4/01/2019

Anche a me serve un deserto?


Il deserto: per Israele, quarant’anni di cammino prima di entrare nella terra promessa con qualche speranza di vincere i popoli che vi erano insediati.
Una storia di guerriglie tra beduini vecchia di migliaia di anni, che, pure, continuiamo a leggere, scrutandone il significato.
Perché?
Perché anche la nostra vita è continuamente in cammino tra una situazione che non sopportiamo più (l’Egitto) e una che sogniamo (la terra promessa).
Ma quando questa terra promessa cerchiamo di costruirla a nostra misura, ci scontriamo con la “misura” degli altri e scoppiano guerre senza esclusione di colpi.

L’aggirarsi per il deserto per quarant’anni diventa allora metafora di un tempo intermedio, necessario per un cambiamento intelligente.
Innanzitutto, cos’è questa “terra deserta, arida, senz’acqua”?
E’ la disponibilità a mettere in discussione le mie soluzioni, quelle prospettive così “giuste” che -guarda caso!- per gli altri tali non sono.
Dura, ma necessaria, decisione quella di accantonare quel che mi disseta per cercare qualcosa che non so.
Il deserto diventa, così, tempo in cui far sbollire la rabbia, calmarsi e mettersi in ascolto, attendendo una Parola al di là delle piccole guerriglie che intraprendiamo per soddisfare i nostri piccoli interessi.
Una Parola che ci mette tempo ad emergere, ma, quando lo fa, si riconosce dalla pace che l’accompagna e che ti avvolge.

Il deserto è necessario per allontanarmi da ciò che preme su di me emotivamente, per riacquistare lucidità, freddezza di pensiero, oggettività. Nel combattere con l’altro sono le mie paure a guidarmi; con Dio, che mi porta a rifondarmi su ciò che è essenziale, posso guardare alla situazione con una prospettiva “dall’alto”, considerando non solo la delusione del presente, ma da quale storia assieme io e l’altro veniamo e verso dove vogliamo andare.

Con Dio riconosco i “demonietti” che gettano benzina nel fuoco del litigio: modi inadeguati di gestire la situazione rinfacciandosi vecchie colpe, ferendo l’altro nei suoi punti di fragilità, agendo una violenza fisica, verbale, psicologica.
Nel deserto si tace per pensare e si pensa… a volte per tacere.
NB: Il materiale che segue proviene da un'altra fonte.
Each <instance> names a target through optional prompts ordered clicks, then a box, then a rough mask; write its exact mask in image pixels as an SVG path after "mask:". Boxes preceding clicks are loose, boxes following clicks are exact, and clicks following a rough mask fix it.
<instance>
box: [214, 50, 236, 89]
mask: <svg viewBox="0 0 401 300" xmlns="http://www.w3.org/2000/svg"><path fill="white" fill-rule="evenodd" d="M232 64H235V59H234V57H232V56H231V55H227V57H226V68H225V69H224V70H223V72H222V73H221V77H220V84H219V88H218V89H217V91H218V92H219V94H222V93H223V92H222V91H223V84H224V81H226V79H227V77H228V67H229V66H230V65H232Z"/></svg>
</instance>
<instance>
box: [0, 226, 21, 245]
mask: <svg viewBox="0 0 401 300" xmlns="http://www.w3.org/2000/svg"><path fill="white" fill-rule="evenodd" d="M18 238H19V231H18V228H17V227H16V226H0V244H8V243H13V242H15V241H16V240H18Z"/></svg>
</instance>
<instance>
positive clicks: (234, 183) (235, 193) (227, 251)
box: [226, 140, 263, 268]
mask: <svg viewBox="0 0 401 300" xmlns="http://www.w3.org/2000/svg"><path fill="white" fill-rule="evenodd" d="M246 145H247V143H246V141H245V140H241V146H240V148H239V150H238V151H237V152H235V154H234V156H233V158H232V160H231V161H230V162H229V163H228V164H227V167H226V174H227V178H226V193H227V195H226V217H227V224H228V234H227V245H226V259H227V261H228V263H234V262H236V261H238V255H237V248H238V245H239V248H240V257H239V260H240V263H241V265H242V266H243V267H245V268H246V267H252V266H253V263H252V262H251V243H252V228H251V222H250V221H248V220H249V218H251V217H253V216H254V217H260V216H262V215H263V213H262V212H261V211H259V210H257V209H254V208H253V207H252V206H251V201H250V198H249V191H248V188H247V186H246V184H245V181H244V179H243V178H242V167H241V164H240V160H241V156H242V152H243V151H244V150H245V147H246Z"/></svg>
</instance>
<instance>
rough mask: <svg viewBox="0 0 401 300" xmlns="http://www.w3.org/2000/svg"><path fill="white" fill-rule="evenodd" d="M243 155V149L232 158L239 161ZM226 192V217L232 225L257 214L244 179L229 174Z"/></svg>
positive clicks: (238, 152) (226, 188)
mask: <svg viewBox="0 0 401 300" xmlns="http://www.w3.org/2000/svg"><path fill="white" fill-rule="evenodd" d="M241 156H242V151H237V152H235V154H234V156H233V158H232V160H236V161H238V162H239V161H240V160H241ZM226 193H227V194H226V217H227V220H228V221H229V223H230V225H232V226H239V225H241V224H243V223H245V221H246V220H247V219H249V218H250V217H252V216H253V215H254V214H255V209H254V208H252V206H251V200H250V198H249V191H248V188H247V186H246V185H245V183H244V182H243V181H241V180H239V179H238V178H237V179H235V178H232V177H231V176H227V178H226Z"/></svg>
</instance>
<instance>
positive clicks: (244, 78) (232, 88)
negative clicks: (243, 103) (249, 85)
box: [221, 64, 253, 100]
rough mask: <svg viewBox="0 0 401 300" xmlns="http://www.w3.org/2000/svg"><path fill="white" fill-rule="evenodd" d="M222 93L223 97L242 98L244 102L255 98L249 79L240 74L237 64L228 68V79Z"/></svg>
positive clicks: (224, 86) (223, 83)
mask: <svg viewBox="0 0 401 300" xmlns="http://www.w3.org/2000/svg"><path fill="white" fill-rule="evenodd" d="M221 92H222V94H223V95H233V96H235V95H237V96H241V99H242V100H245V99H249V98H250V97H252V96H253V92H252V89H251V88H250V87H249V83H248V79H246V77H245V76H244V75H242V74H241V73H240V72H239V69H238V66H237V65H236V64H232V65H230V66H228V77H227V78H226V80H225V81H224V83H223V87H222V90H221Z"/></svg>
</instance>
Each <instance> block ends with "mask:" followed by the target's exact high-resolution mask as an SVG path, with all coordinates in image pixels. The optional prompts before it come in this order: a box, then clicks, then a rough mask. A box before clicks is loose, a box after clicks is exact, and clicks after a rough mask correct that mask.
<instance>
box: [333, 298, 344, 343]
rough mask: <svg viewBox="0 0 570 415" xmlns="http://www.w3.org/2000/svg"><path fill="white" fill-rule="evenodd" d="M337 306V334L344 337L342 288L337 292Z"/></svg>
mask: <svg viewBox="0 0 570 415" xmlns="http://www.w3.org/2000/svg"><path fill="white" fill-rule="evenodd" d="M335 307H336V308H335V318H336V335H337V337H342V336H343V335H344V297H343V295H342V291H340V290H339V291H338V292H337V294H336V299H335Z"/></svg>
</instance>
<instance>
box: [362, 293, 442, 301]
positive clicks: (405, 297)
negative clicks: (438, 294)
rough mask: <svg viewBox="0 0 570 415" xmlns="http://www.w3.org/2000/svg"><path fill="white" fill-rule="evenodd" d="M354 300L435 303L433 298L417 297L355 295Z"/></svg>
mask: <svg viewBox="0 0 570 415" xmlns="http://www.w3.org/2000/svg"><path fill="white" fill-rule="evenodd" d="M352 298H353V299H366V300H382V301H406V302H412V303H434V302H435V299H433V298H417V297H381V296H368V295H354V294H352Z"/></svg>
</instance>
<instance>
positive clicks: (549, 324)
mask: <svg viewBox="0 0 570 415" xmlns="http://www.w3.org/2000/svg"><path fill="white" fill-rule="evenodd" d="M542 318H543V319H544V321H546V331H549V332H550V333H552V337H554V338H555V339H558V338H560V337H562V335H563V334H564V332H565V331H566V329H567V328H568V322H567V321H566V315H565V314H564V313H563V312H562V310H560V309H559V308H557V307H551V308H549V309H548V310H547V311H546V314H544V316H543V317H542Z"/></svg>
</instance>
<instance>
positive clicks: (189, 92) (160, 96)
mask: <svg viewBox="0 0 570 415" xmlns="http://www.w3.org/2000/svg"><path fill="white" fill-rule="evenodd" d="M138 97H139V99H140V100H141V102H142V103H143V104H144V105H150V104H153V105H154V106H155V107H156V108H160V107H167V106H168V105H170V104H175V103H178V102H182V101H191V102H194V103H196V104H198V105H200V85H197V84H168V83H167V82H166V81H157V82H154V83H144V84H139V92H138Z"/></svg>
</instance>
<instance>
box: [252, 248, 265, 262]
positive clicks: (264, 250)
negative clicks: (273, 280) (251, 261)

Mi ritiro nel deserto per pensare un diverso modo di essere.
Ci vado con il mio Signore, per caricarmi di un diverso modo di essere.
Rientro poi nella vita, per sperimentare un diverso modo di essere.
Senza i due precedenti, quest’ultimo passaggio è azzardato e velleitario.
E che cosa sono i primi due se non la preghiera?

E dalla preghiera, che è questa comunione con Dio, che cosa esce?
Non una soluzione (era una soluzione al problema quella che cercavo!).
No: dalla preghiera esce una riconciliazione, perché la relazione viene prima di qualsiasi soluzione. Quando ci si mette in comunione con Dio, questa comunione diventa comunione con l’altro. Comunione, non sottomissione, non sopraffazione. Né vincitore né vinto.
Prima sì, prima volevo vedere vincere le mie ragioni, anche schiacciando l’altro; e l’altro faceva altrettanto con me.
Non voglio più giocare questo gioco.
Si può andare avanti mediando in modo intelligente.

A volte, però, c’è un muro.
Qui, a volte, Dio può aprirmi gli occhi su una prospettiva spiazzante: usare questa situazione per crescere umanamente.
E allora abbasso le armi e lascio che l’altro spelli vivo il Nemico che vive in me. E’ il mio battesimo: accetto che venga ucciso il mio uomo vecchio perché ne nasca l’uomo nuovo.
L’uomo vecchio che deve vincere per sentirsi qualcuno. Prigioniero del proprio io.

Chissà… un giorno riuscirò a liberarmi del mio io prima che lo faccia la morte?